Quello che vediamo finora è piuttosto una ripetizione di quella che è stato l’approccio russo alla politica globale e regionale negli ultimi dieci anni: mantenersi il maggior numero di opzioni politiche aperte e, in un secondo momento, scegliere quella ritenuta più adatta.
Quale via è effettivamente selezionata dipende più da quale “imprenditore politico” è riuscito a ingraziarsi momentaneamente Putin, piuttosto che da un approccio strategico al conflitto: prima del 24 febbraio era stata la Duma a presentare il disegno di legge per il riconoscimento delle repubbliche separatiste, mentre l’intervento russo in Africa e il possibile reclutamento di foreign fighters tramite il Wagner Group era opera di Prigozhin.
Se le azioni russe rispondono prima di tutto a una logica politica interna, quand’è che i russi decideranno di porre fine alla guerra? Ovviamente ci sono considerazioni su cosa potrebbero essere concessioni accettabili che sono trasversali a tutta la classe politica russa. La cessione del Donbass probabilmente non figura fra queste. Detto questo, in guerra è la circostanza militare a dettar legge: la retorica politica non può annullare i fatti sul terreno.
E i fatti sono i seguenti: è altamente improbabile che i russi possano sfondare in maniera spettacolare, causa carenze di command and control, cioè la gestione di operazioni complesse. L’unica speranza di avanzare è una guerra di logoramento basata sull’artiglieria, che però rende gli spostamenti del fronte talmente lenti da renderli reversibili con sforzi assolutamente alla portata degli ucraini.
I rifornimenti a Kiev, se continueranno, permetteranno a Kiev di montare una controffensiva prima che le perdite umane diventino troppo onerose e imporre condizioni più favorevoli per un negoziato, mentre i sistemi anti-artiglieria miglioreranno la tenuta delle linee difensive.
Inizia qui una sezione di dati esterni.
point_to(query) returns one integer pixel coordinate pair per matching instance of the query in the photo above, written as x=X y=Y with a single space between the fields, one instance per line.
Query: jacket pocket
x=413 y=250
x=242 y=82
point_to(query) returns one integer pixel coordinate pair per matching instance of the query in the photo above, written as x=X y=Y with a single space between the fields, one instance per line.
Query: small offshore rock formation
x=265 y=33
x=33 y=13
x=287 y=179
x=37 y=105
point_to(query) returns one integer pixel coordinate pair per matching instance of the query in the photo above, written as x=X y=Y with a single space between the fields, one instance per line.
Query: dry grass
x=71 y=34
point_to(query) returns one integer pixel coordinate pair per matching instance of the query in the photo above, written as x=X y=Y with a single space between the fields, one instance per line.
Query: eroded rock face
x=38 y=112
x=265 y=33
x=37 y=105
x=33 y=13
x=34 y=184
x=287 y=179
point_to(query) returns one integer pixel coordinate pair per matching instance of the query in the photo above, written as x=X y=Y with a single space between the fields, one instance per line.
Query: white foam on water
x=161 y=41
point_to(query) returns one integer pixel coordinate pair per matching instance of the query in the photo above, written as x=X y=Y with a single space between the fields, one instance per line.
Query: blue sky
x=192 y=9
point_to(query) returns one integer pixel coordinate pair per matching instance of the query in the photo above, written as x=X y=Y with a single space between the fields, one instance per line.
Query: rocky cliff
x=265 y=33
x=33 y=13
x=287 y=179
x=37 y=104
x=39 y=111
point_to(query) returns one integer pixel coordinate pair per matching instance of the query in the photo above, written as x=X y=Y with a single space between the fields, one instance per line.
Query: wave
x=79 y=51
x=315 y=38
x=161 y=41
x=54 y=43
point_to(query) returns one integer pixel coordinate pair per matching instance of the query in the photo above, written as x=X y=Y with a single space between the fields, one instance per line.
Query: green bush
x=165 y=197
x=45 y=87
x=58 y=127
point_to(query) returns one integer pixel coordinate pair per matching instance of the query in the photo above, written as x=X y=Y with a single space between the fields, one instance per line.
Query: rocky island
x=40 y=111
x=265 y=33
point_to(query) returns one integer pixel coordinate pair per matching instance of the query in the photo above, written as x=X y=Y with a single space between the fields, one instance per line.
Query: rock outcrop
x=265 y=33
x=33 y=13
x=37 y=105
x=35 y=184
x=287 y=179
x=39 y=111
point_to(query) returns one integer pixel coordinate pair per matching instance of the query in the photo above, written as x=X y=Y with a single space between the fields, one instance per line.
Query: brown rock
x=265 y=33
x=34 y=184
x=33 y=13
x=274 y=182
Non considerando l’opzione nucleare, è improbabile che un aumento dei bombardamenti aerei cambi la situazione, pure se Mosca volesse rispondere a possibili attacchi sulle città russe.
A prescindere da come evolverà la situazione sul terreno, l’unica variabile esterna che influenzerà la decisione russa di proseguire la guerra sarà l’erosione delle capacità militari in Ucraina. La strategia è una convergenza fra obiettivi e preferenze politiche con i mezzi a disposizione. Per osservare un sistema come quello russo, che sembra concentrarsi soprattutto sui mezzi e meno a formulare obiettivi sostenibili e coerenti, è saggio concentrarsi soprattutto su ciò che la Russia può fare con i propri strumenti. I suoi obiettivi si adatteranno di conseguenza.